Как неприятно, что «они» все его узнают, а он их – нет. Но голоса с годами меняются; вот и у тетушки голос стал совсем старческий.

– Дорогая тетя Агата! Как я рад вас видеть – точнее, был бы рад, если бы видел! – Шутка, он сразу это почувствовал, вышла довольно плоской. – Тем не менее хочу вас познакомить со своим большим другом, леди Федермор, которая приехала к нам на выходные.

– Леди Федермор? Фамилия как будто знакомая.

– Ну еще бы, конечно, знакомая.

– Она была совсем ребенком, когда я…

– Всем кажется, что я была совсем ребенком, – перебила Хелен, – но уверена, когда мы по-настоящему друг друга увидим…

– Да? Да? – сказала пожилая леди, судя по всему, глуховатая.

– Вы поймете, что перенесли все бури лучше меня.

– Ах, ерунда, – сказала старушка. – Я почти не вижу, даже при свете – но не припомню ни одной фотографии, где бы вы выглядели не так, как должна выглядеть леди.

– Благодарю вас, – сказала Хелен, стараясь не показать, насколько она растрогана. Впрочем, могла бы и не стараться – все равно видно не было.

Так они постепенно продвигались вперед, поочередно здороваясь с гостями, пока не дошли до кресла, стоящего, по-видимому, во главе стола.

– Прошу прощения, – проговорил Валентин, – позвольте спросить, кто вы?

– Я твой отец.

Валентин не сразу пришел в себя. Интересно, слышала ли Хелен?

– Дорогой папа, – начал он, – это мой большой друг, леди Федермор. Я тебе много о ней рассказывал…

В этот момент раздался страшный шум, не то грохот, не то взрыв, и вспыхнули очаги света, но где именно, понять было невозможно. Это, однако, был не такой свет, который может развеять мрак – то были голубые вспышки, острые, как стрелы, они насквозь прошивали стены комнаты, от одного конца до другого. И Валентин сказал себе: «Да это же газ!» Когда-то, много лет назад, в доме меняли газовое освещение на электрическое – вопреки желанию отца («Газ дает гораздо больше света», – заверял тот), – по его настоянию в каждой комнате оставили газовые рожки, на случай, если отключится электричество, на что он искренне уповал. И вот теперь этот газ – но не обычный, какой подведен к конфоркам, а весьма похожий на иллюминацию где-нибудь на старинной ярмарке – со всех сторон пронизывал комнату; голубые стрелы, как вспышки молнии, просто светились, практически ничего вокруг не освещая, и придавали зловещий блеск лицам сидящих за столом.

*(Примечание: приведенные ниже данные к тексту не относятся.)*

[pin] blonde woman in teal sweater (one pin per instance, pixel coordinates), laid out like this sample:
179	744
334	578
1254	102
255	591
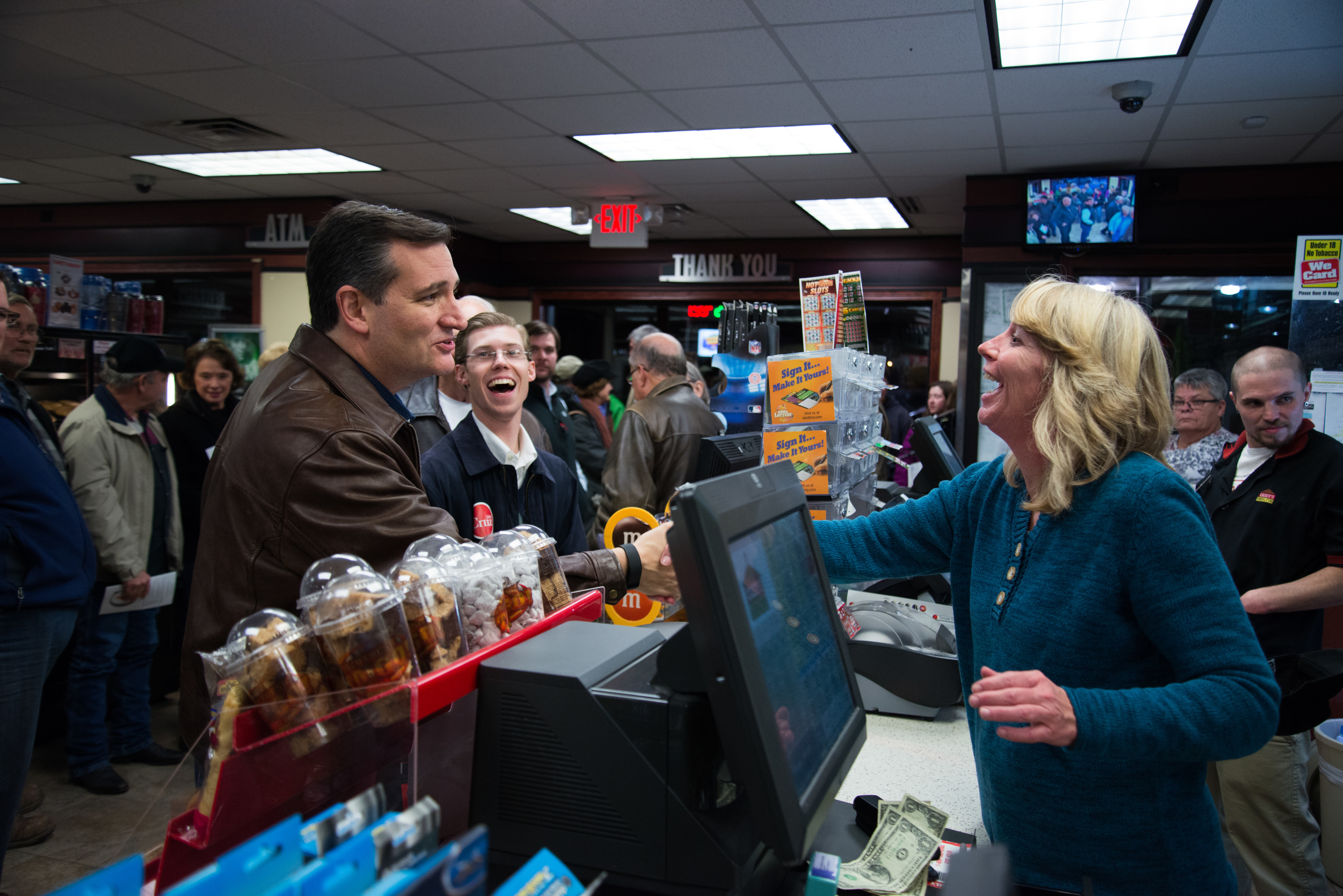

Валентин схватил Хелен за локоть.

– Идем отсюда! – сказал он, и через миг они очутились в холле, который не грозил им никакими сюрпризами, Валентин даже не помнил, пришлось ли им с Хелен открывать и закрывать дверь столовой.

С глаз долой, из сердца вон. Воспоминания о только что произошедшем, не то от волнения, из-за которого нередко стираются детали незаурядного происшествия, не то по какой другой причине, уже подергивались пеленой; они не исчезли совсем, оставив после себя легкое… ощущение? чувство? подспудную убежденность? Дом, как он теперь понял, больше ему не принадлежит – есть другие претенденты. Но ему и в голову не могло прийти, что им по-прежнему владеет отец. Эта мысль еще больше усиливала его только что возникшую и все возраставшую тревогу. В конце концов, кто бы ни был хозяином, Хелен его гостья, и все это прекрасно понимают; тем не менее встретили ее безобразно. Даже не показали ее комнату: где она, собственно говоря? Наверху, это ясно, но которая именно? Восточная спальня? Южная? Размышления об устройстве на ночлег и о том, есть ли там поблизости ванная комната, ввергли его в смятение. Обо всем этом должен был позаботиться теперешний владелец дома, видимо, это отец, ведь мать уже давно умерла – или нет? За столом ее не было, во всяком случае… ему так показалось, ну а церемония представления грубо прервана фейерверком. Кто-то, конечно, в курсе, но где этот «кто-то»? Где вообще все? Он никак не мог заставить себя снова войти в эту комнату, где вспышки голубых молний (уж их-то он хорошо помнил) озаряли вскинутые вверх перепуганные старческие лица его родственников и, возможно, вот-вот станут причиной пожара, несмотря на неистребимую веру отца в то, что газ абсолютно неопасен.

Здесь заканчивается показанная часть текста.